An analysis of existing methods for calculating heat and mass transfer processes in porous absorbers of receivers of tower solar power plants is carried out. It is shown that the resulting thermophysical properties of the material are influenced not only by the porosity but also by the location of the pores in the material volume. The criterion of the dislocation vector is proposed as a mathematical indicator of various porous structures. The shortcomings of the existing dependences of the effective thermal conductivity of a material on the type of porosity are shown. The most reliable dependences for determining the thermophysical parameters of a porous medium are also determined and independent factors are proposed on which the mathematical model of heat and mass transfer in open-type solar receivers should be based. The current state of research on the effective thermal conductivity of the porous structure of solar receivers is described in detail.

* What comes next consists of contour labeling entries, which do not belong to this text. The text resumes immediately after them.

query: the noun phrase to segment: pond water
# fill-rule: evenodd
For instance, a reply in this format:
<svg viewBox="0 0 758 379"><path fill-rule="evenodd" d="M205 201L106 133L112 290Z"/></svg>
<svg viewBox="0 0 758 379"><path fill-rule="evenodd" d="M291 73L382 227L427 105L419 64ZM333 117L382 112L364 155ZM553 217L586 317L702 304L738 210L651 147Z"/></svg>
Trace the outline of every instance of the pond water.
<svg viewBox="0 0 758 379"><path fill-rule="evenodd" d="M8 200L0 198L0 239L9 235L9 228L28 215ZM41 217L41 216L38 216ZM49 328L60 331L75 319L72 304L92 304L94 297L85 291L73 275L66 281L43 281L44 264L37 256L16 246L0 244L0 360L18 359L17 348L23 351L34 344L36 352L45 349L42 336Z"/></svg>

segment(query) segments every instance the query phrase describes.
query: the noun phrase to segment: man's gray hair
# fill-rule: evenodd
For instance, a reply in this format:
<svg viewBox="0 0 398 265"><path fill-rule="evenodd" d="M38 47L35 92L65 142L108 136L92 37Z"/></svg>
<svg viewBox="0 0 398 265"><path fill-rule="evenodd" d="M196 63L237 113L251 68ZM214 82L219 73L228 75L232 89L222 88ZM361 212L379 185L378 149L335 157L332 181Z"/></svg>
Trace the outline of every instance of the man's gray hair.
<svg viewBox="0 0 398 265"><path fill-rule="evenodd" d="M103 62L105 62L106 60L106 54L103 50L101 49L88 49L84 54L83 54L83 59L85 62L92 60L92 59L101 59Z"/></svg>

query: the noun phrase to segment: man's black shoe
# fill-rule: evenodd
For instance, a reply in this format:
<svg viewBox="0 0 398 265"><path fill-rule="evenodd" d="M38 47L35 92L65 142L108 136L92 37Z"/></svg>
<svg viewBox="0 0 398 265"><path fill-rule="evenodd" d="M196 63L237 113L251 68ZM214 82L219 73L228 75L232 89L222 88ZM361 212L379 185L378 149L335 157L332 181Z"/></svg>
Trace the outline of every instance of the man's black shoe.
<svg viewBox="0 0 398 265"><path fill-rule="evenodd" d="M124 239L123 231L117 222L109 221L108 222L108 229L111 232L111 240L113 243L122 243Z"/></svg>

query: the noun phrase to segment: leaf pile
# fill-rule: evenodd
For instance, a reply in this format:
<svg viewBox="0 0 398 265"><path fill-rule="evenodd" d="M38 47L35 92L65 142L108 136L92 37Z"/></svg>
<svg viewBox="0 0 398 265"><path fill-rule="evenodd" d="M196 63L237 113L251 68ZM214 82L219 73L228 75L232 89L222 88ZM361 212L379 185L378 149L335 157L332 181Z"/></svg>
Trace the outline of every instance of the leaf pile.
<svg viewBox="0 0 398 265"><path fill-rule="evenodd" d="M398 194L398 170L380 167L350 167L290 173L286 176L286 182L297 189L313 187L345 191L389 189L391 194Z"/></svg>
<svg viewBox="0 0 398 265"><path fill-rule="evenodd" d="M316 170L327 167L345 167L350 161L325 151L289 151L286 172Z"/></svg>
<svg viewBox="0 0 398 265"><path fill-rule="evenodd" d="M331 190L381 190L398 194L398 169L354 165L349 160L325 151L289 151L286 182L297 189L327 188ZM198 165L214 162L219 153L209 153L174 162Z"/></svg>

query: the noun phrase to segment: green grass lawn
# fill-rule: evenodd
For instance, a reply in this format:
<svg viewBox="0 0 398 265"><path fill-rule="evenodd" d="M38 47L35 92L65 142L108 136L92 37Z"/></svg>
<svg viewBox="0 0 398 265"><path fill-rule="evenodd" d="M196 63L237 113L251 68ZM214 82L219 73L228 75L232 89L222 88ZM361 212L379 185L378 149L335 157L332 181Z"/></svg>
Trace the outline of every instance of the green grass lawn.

A new formula for calculating the effective thermal conductivity of a porous structure with regard to the dislocation vector and a method for calculating the processes of heat transfer in open solar receivers based on the proposed formula are proposed. The proposed equation has been tested. It is determined that for simple channel structures it is sufficient to use the existing equations to calculate the thermal conductivity coefficient, while for more complex porous structures, such as the StepRec absorber, it is better to use the proposed equation. Among the strengths of this study is a new calculation formula that allows us to build an analytical model of heat transfer in a porous medium. The use of the analytical model can significantly reduce the complexity of modern calculations of heat transfer processes in a porous absorber and will help improve the quality of optimization models of solar receivers.